Forensic nurses must address legal and medical needs of sexual assault victims to provide the best patient care. The ability of sexual assault nurse examiners (SANEs) to correctly identify and collect DNA evidence improves patient outcomes and prosecution rates. Research reveals that evidence collection by SANEs results in significant improvements in completeness of information gathered relevant to medical–legal issues, a significant association with filing of charges, and more successful prosecution of sexual assault as perceived by law enforcement and prosecutors (Crandall & Helitzer, 2003; Derhammer, Lucente, Reed, & Young, 2000; McGregor, Mont, & Myhr, 2002).
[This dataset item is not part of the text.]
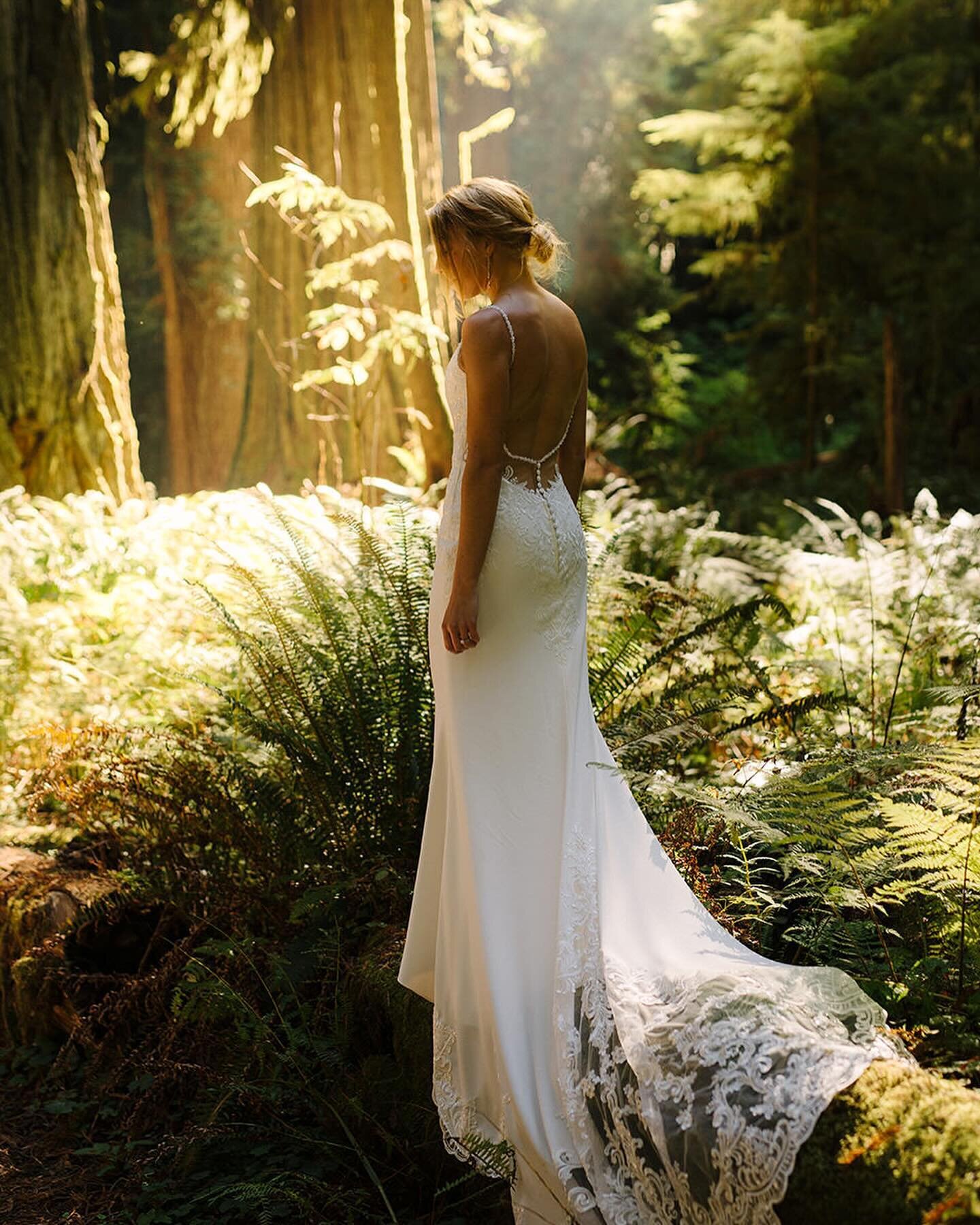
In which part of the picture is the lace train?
[398,325,915,1225]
Although patient history is the primary factor guiding evidence collection, alternate light sources (ALSs) can be used as an adjunct tool. In many practices, a Wood's lamp with wavelengths from 280 to 360 nanometers (nm) is used as the light source to identify potential DNA evidence. Literature has shown that wavelengths associated with a Wood's lamp are outside the range required to accurately identify semen stains (Nelson & Santucci, 2002; Santucci, Nelson, McQuillen, Duffy, & Linakis, 1999; Wawryk & Odell, 2005). Visible-range light energy ALSs with wavelengths between 400 and 600 nm are considered more sensitive and specific when identifying semen (Carter-Snell & Soltys, 2005; Marshall, Bennett, & Fraval, 2001; Nelson & Santucci, 2002). The purpose of this paper is to present findings from a collaborative evidence-based practice (EBP) project to determine best practice using ALSs to identify trace DNA evidence in sexual assault forensic examinations.
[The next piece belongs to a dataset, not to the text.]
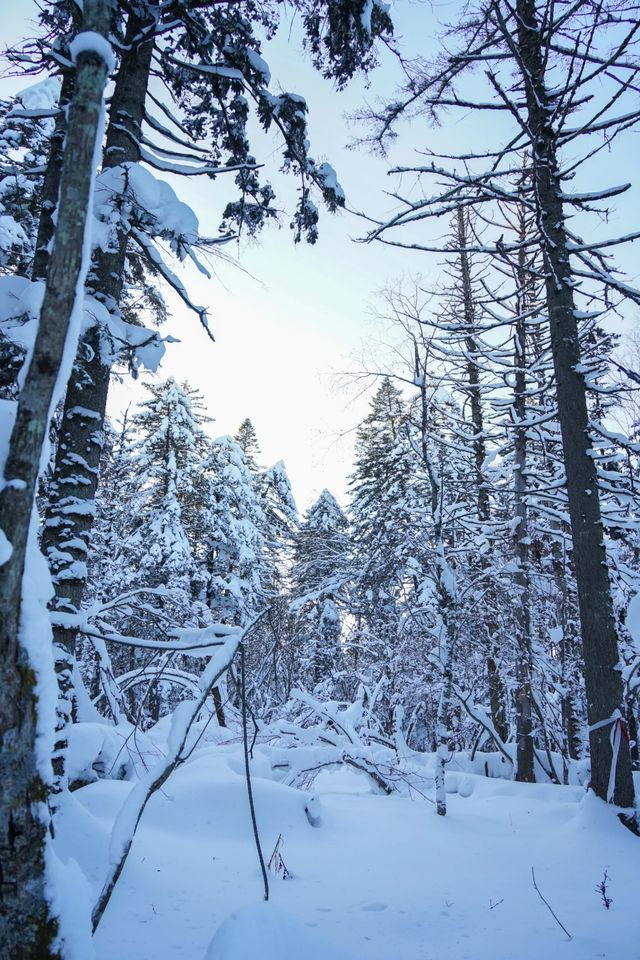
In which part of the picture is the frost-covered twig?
[91,630,243,932]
Discussion among members of a community hospital SANE team elicited concerns related to use of an ALS in sexual assault examinations. Although some team members used a Wood's lamp during examinations, others did not. To determine variations in practice, the SANE team manager posted a question to the International Association of Forensic Nurses (IAFN) list-serve (IAFN, nd). The IAFN list serve, which is available to between 3000 and 3300 active IAFN members, allows forensic nurses to collaborate with colleagues regarding forensic practice issues (S. Robertson, personal communication, September 14, 2011). Participation on the list serve is optional. The question posted was: Are there any programs using a Wood's lamp and if so, do you have a policy for its use? (September 2, 2008). The following responses were received:
- We do use the Wood's lamp, but I am not convinced of its validity.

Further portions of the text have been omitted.